Farklı enstrümanlara aşinayım, bu yüzden müzisyenleri çok iyi anladığımı düşünüyorum. Müzisyenlerin enstrümanlarıyla yaşadıkları sorunları ve her enstrümanın grup içindeki sorumluluğunu, önemini anlıyorum. Bu da beni daha iyi bir besteci ve lider yapıyor. Bazı insanlar, başarılı bir iş adamı olmak için, çalışanlarınızın işlerini iyi bilmeniz gerektiğini söyler. Bu da onun gibi bir şey…
Daha önce de birkaç kez Türkiye’de konserleriniz için bulunmuştunuz. Yani, buradaki müzik sahnelerinde defalarca performans sergilediniz. Aslında bu özelliğinizle, gerek Türkiye’deki caz seyircisini gerekse Türkiye cazını ve Anadolu müziğini en iyi bilen yabancı müzisyenlerdensiniz.
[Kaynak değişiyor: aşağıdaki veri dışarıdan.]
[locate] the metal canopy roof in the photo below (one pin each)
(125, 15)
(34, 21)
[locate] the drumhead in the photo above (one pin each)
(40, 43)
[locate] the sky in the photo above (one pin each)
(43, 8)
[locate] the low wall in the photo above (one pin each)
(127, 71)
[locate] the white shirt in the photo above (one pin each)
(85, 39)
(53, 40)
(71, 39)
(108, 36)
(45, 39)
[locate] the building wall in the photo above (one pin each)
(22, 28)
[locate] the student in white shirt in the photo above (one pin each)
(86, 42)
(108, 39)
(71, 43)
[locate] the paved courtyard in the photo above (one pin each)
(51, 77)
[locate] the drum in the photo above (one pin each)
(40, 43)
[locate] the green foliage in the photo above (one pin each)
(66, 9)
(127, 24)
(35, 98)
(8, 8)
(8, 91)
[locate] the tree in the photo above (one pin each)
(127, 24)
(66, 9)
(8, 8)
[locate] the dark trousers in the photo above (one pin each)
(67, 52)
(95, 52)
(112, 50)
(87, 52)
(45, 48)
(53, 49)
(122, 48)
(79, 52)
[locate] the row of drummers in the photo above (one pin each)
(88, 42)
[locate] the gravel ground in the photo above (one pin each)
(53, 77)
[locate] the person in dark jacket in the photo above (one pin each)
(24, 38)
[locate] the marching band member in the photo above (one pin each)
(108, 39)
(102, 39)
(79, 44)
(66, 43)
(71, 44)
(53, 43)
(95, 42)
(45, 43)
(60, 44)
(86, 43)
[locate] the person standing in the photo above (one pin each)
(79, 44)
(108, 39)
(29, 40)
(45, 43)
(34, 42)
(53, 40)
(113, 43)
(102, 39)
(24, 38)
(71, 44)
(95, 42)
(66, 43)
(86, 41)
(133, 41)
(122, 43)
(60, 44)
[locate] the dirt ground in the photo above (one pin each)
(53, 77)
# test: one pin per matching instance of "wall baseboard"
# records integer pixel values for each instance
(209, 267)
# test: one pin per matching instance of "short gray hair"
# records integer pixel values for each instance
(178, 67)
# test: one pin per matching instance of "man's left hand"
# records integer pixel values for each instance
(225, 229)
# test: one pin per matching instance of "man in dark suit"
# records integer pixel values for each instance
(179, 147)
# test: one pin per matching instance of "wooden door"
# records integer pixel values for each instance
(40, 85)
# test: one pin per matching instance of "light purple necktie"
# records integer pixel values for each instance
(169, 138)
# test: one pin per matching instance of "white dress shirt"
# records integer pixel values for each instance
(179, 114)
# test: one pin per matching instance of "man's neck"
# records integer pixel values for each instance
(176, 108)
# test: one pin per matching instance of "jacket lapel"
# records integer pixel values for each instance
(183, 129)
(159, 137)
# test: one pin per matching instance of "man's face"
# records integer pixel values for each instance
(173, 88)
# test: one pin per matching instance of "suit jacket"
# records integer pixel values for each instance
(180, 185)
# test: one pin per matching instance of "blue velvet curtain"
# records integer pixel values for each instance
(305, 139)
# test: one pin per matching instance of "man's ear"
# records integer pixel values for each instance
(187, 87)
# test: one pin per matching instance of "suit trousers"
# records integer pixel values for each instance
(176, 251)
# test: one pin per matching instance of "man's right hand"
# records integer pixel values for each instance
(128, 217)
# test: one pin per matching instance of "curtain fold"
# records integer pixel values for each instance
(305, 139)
Bize bunlar hakkında neler söylemek istersiniz?
90'larda Türkiye'ye ilk gelişimde buradaki seyircinin iyi bir caz dinleyicisi olduğunu gördüğümde oldukça şaşırdığımı söylemeliyim. Caz aslında Anadolu müziğinden oldukça farklı geliyordu bana. Ama kendimi diğer müziklere açmaya ve farklı kültürlerin müziklerini öğrenmeye karar vermemde Anadolu müziği belirleyici oldu. Bu noktada İstanbul Project (İstanbul Projesi) benim için bir hayli önemli bir basamak oldu. Burhan Öcal, Bilal Karaman gibi müzisyenlerden özellikle Anadolu müziğinde hakim olan farklı ritimler konusunda oldukça fazla şey öğrendim. Bir süre sonra bize ait olan ortak şeylerin farkına varmaya başladık ve bu sayede beraber müzik yapabildik. İstanbul Projesi'nden hemen önce, müzisyenlerin bana gösterdiği ritimlerle bir stüdyoda prova yapıyorduk ve bu stüdyonun sahibi olan hoş bayan da çaldığımız tempoya göre dans ediyordu. Bir ritim eşliğinde dans eden birini gördüğünüzde o ritim kafanızda somut olarak anlaşılır hale geliyor; çünkü insan bedeninin o ritimle nasıl etkileşime geçtiğini görebiliyorsunuz. Ne yazık ki o bayanın ismini hatırlayamıyorum ama eminim ki onu bir daha göreceğim ve ona teşekkür edeceğim. Bunun dışında klarnet benim ikinci enstrümanım olduğundan ötürü, Hüsnü Şenlendirici'yle çalışıyor olmak oldukça keyif vericiydi. Birlikte bir düet yaptık ki benim için oldukça muhteşem ve özel bir andı.
Konserleriniz için İstanbul’u defalarca ziyaret ettiniz. İstanbul hakkında ne düşünüyorsunuz? İstanbul’da bulunmaktan keyif alıyor musunuz?
İstanbul benzersiz bir şehir... Birçok kültür İstanbul’da bir araya geliyor. Şehirdeki güzellik ve acayipliklerin birlikteliklerine bayılıyorum. Acayiplik derken, çılgın trafikten ve herkesin bir yerden başka bir yere koşturmasından bahsediyorum. Ben New York City’de yaşıyorum o yüzden hareketli ve bol aktiviteli yerler bana kendimi iyi ve rahat hissettiriyor. Tüm bu çılgınlığın ve hareketin ortasında, bir kilim dükkânına veya müzik dükkânına giriyorsun ve her şey yavaşlıyor. Bu tip yerler bir fırtınanın ortasındaki sükûnet gibi... Sadece dükkân sahipleriyle konuşarak bir müzik dükkânının içinde saatlerimi geçirdim. Bir kilimciyle Amerikan ve Türk kültür farklarını konuşarak ve çay içerek saatlerimi geçirdim.